Living Religions: Global Experience Without Going Abroad
I’m sure many students at Arcadia had been looking forward to studying abroad prior to COVID-19, not only to get a once-in-a-lifetime experience, but to cover Arcadia’s Global Experience and Global Reflection AUC requirements. These tough few years have forced Arcadians to consider alternative options when it comes to experiencing different cultures.
One option I found is the Living Religions course offered by Nora Moffat, which satisfies the GE and GR requirements. I used to be a Global Media major, but the dawn of COVID forced me to reconsider my options. So, I became a Media and Communication major and had to figure out a different way to get my requirements. I landed on Living Religions, which was recommended to me by some friends. Honestly, I’m not usually that interested in religion. But to my surprise, I really enjoyed this course, especially when our class got to visit Bharatiya Temple in nearby Chalfont, which serves about 700 families who sometimes come from different states to worship. Their festivals such as Holi, which celebrates the arrival of spring, get very large turnouts.
“These tough few years have forced Arcadians to consider alternative options when it comes to experiencing different cultures.”
As someone who isn’t too familiar with religion, going to the temple was intimidating at first. We had to take our shoes off, and when we entered, the environment was contemplative and quiet. We convened in a room with volunteers who answered questions, and then we went upstairs to witness a ritual to celebrate the full moon. Idols donned in colorful jewelry represented the gods and goddesses, to which worshippers made offerings and prayed. A priest chanted and waved incense around all of the idols while a volunteer rhythmically rang a bell situated on the ceiling.

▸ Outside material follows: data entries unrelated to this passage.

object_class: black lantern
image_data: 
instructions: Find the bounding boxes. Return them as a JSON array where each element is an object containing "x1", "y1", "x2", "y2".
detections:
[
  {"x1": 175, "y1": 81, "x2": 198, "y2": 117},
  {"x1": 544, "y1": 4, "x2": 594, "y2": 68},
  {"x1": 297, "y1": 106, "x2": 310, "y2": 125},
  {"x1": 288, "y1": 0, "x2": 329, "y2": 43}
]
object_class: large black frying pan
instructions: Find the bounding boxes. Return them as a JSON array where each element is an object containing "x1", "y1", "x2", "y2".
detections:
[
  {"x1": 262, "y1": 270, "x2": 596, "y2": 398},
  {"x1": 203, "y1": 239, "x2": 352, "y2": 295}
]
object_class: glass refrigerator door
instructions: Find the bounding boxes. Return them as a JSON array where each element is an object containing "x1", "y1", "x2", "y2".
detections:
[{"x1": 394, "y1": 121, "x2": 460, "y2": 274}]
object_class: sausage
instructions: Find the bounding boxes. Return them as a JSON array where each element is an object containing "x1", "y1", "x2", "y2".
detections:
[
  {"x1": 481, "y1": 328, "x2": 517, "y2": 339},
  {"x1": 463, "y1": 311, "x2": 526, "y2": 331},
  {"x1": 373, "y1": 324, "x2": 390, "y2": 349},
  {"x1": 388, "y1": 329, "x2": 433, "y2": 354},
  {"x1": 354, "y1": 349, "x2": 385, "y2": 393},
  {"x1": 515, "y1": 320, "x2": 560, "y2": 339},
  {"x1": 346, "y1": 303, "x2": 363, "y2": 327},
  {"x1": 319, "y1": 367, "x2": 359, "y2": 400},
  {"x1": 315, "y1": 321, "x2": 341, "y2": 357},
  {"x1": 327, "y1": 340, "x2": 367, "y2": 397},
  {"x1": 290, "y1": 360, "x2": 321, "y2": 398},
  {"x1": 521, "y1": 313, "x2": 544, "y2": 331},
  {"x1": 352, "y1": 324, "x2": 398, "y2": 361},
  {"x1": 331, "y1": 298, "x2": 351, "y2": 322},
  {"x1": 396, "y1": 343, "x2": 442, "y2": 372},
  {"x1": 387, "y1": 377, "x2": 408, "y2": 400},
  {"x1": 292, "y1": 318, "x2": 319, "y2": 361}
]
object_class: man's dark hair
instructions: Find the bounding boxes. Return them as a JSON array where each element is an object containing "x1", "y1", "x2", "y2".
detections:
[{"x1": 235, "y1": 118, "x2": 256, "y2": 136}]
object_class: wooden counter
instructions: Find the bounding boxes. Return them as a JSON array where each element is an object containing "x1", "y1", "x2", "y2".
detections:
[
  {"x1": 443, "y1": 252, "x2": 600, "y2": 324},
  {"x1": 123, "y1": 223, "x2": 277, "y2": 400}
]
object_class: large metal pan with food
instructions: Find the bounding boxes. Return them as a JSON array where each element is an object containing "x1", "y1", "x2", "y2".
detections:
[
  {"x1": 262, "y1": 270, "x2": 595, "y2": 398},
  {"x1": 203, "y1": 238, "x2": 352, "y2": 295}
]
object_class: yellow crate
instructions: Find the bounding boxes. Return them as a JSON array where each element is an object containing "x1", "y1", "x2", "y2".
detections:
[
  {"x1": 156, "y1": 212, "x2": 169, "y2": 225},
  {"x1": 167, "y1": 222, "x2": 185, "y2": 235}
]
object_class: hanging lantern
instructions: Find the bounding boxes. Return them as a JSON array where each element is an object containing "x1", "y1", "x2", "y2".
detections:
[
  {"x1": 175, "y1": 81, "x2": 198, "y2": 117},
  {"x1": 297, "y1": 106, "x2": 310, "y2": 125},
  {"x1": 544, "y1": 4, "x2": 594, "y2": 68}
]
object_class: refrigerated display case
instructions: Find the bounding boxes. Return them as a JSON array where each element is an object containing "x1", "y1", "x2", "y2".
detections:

I’m usually an anxious person, especially in new environments, but this experience was calming and enlightening. The volunteers explained that it’s very important to be connected with the five senses. Our shoes have to be off to minimize distraction and make us more grounded; the bell is rung to keep our attention away from outside noise; the incense is lit to not crowd our senses; and we are given food after the ritual to stimulate our sense of taste.
The careful attention paid to the five senses was fascinating and helped me calm my mind. I was a little afraid as I don’t practice Hinduism and was in a new environment, but it was an incredibly welcoming experience. I’d recommend checking it out if you have any interest.